One of the highlights of my life was the first time I’d ever failed at anything, a scared young adult struggling to keep hormones in check. It was also coincidental with the first series of times I’d also experimented with recreational drugs. Without any prior experience, I’d simply concluded that my use of recreational drugs was definitely responsible for my failure and gradually fell into a steep spiral of vices; products of misguided thoughts.
Just like every other average Nigerian young adult, I’d also assumed that the problems were peculiar to me but unknown to me, it was mostly a horde of young people who had no idea that being adults was entirely different from growing up as a child, and there were no filters with life anymore.
Unlike before, every approach to life was guided by parents and friends alike who helped you to stay saner with the passing of each day.
On a really cloudy Sunday morning, I’d woken up quite early cause I wanted to take part in a fitness exercise with a couple of friends who were in another university quite close to mine. When I got to this group I realized that there was a divide between mine and theirs, and it was the air that came with being filtered all your life.

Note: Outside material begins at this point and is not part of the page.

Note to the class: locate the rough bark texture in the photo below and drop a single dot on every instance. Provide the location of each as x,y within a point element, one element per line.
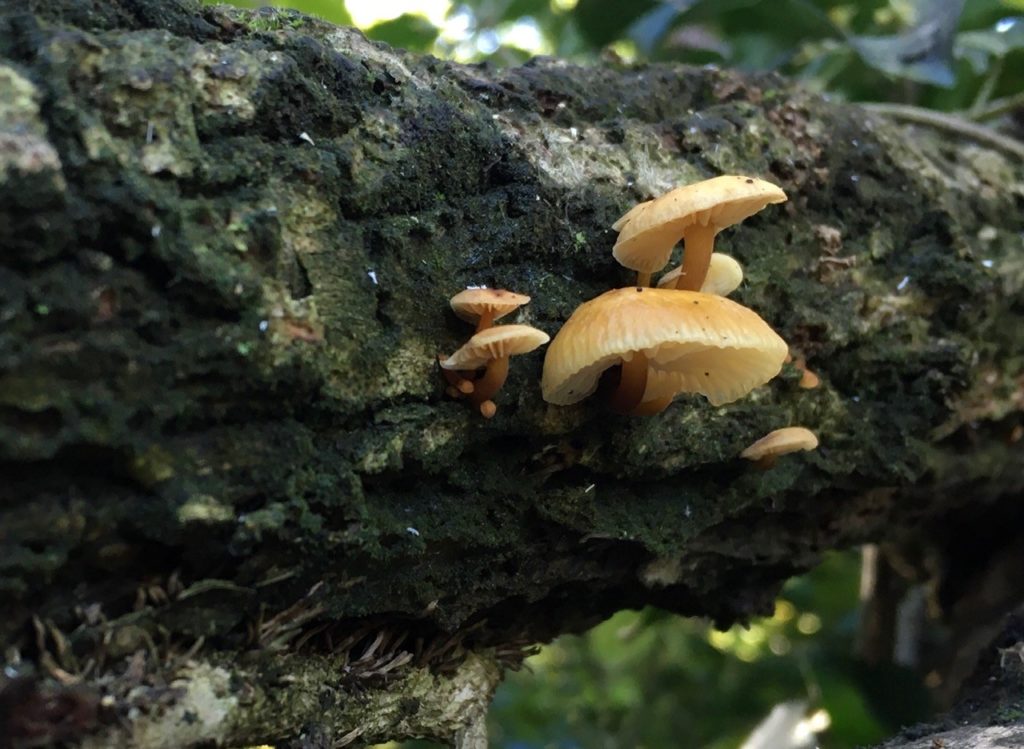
<point>235,499</point>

They were students of a neighboring private university and they apparently did not have the ruggedness required to jog the more than 40 miles between my school gate and theirs but they completely reeked of access.
Each one had come with a car and a pass for my school’s private sports complex on a Sunday, they apparently didn’t plan on making any 40-mile jog, but they also intended to make the return trip as easily as they made the initial one.
While this doesn’t point to all Nigerian private universities, my experience on this day made me realize that there were two different countries in Nigeria and that no matter what I did or how much I tried, these group of young men had the one advantage that I’d never had an opportunity to face life with and they didn’t even view it as an advantage because they’d taken their situation for granted all their life.
So I made a simple choice; Stack up, buy Access!!!